Hi SungJun,
Thanks for the cross-validation report.
This appears to be due to its NFA implementation combined with Context
> Absorption,
>
which discards redundant matching contexts when they reach the same NFA
> state
>
but start later in the input.
>
> Example:
>
> Ctx1 start=0 length=2
> Ctx2 start=1 length=1
>
> Ctx1 subsumes Ctx2, so Ctx2 is discarded.
>
> This keeps the number of active contexts small and prevents quadratic
> growth.
>
Your description is accurate. An earlier-started context subsumes
all matches of a later-started context (monotonicity principle),
so the newer one can be safely removed.
However, Context Absorption is not universally applicable. It
requires careful analysis of several factors, and we continue to
refine the conditions under which absorption can be safely applied.
The current scope of absorption is determined by three factors:
1. Pattern structure:
Currently supported:
- Simple unbounded quantifiers: A+, (A B)+
- Leading unbounded quantifier in group: (A+ B)+
- First iteration of nested unbounded alternation (e.g., ((A+)|(B+))+)
Planned improvements:
- Patterns with a prefix before the repeating group (e.g., A (B+) C)
- Fixed-length iteration groups (e.g., (A B{2})+ where each
iteration consumes exactly 3 rows)
2. Frame specification:
- AFTER MATCH SKIP TO NEXT ROW is not eligible (only
SKIP PAST LAST ROW)
- Frame end must be UNBOUNDED FOLLOWING
3. DEFINE clause evaluation:
- Absorption relies on the monotonicity assumption that DEFINE
conditions produce the same result regardless of starting
position.
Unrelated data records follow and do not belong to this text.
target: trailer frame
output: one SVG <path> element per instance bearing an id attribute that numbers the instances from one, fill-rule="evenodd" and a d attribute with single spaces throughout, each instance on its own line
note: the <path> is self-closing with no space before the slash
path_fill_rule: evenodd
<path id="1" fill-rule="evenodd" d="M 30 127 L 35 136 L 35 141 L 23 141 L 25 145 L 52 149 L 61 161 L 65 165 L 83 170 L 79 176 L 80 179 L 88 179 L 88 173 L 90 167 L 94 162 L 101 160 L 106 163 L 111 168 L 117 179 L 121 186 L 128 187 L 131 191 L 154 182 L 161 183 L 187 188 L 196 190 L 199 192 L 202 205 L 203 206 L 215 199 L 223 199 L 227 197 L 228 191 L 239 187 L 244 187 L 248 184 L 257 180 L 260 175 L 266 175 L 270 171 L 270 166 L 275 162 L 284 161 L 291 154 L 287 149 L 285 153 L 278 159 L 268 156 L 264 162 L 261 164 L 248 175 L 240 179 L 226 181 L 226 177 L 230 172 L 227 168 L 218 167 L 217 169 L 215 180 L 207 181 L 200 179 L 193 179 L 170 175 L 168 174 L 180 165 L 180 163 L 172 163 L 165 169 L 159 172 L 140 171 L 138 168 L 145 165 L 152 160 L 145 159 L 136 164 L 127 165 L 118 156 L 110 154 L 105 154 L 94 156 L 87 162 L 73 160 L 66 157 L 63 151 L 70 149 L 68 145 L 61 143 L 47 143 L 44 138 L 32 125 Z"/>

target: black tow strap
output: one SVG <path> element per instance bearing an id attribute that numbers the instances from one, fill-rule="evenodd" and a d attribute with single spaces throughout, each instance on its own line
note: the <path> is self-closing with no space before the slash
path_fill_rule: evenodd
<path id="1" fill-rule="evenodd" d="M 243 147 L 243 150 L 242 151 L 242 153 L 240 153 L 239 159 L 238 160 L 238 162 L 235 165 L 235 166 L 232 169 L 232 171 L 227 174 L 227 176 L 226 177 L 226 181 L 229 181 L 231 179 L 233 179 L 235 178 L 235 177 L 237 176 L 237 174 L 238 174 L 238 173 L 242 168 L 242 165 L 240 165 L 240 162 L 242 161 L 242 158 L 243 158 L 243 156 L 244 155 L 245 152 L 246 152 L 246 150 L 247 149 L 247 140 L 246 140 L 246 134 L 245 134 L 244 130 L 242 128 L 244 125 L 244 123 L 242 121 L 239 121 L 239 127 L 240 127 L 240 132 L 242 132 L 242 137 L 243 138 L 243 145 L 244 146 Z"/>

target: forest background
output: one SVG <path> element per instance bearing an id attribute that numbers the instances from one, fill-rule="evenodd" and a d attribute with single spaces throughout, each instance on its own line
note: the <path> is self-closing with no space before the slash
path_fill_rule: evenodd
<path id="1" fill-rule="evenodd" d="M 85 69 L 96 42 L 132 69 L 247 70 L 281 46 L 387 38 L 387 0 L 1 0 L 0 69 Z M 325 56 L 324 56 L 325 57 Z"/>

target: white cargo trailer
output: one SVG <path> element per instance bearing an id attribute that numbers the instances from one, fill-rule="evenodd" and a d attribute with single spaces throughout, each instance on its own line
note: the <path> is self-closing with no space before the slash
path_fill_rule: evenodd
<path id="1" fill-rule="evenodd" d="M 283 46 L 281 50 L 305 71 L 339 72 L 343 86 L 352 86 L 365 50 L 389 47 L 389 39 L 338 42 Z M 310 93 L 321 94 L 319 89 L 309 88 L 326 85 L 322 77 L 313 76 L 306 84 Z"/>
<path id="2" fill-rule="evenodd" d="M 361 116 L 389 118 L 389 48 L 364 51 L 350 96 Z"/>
Currently DEFINE uses simple boolean conditions
where this holds. However, future additions such as
CLASSIFIER() or running aggregates (e.g., RUNNING SUM())
may introduce context-dependent evaluation that breaks
this invariance, requiring absorption to be disabled for
those cases.
That said, many practically useful patterns fall within these
conditions. Here are examples from our regression tests using
synthetic stock data:
V-shape recovery (decline then rise):
PATTERN (DECLINE{4,} RISE{4,})
DEFINE
DECLINE AS price < PREV(price),
RISE AS price > PREV(price)
W-bottom (decline, bounce, re-decline, recovery):
PATTERN (DECLINE{3,} BOUNCE{3,} DIP{3,} RECOVER{3,})
DEFINE
DECLINE AS price < PREV(price),
BOUNCE AS price > PREV(price),
DIP AS price < PREV(price),
RECOVER AS price > PREV(price)
Consolidation then breakout:
PATTERN (FLAT{5,} BREAKOUT)
DEFINE
FLAT AS price BETWEEN PREV(price) * 0.98 AND PREV(price) * 1.02,
BREAKOUT AS price > PREV(price) * 1.05
Price-volume divergence (bearish signal):
PATTERN (INIT DIVERGE{3,})
DEFINE
DIVERGE AS price > PREV(price) AND volume < PREV(volume)
Volume climax reversal:
PATTERN (RALLY{3,} CLIMAX SELLOFF{2,})
DEFINE
RALLY AS price > PREV(price),
CLIMAX AS volume > PREV(volume) * 1.5,
SELLOFF AS price < PREV(price)
All of these use unbounded quantifiers with position-invariant
DEFINE conditions -- exactly the cases where Context Absorption
guarantees O(n) scaling. So despite the constraints, it remains
a powerful optimization for the workloads where RPR is most
commonly applied.
Best regards,
Henson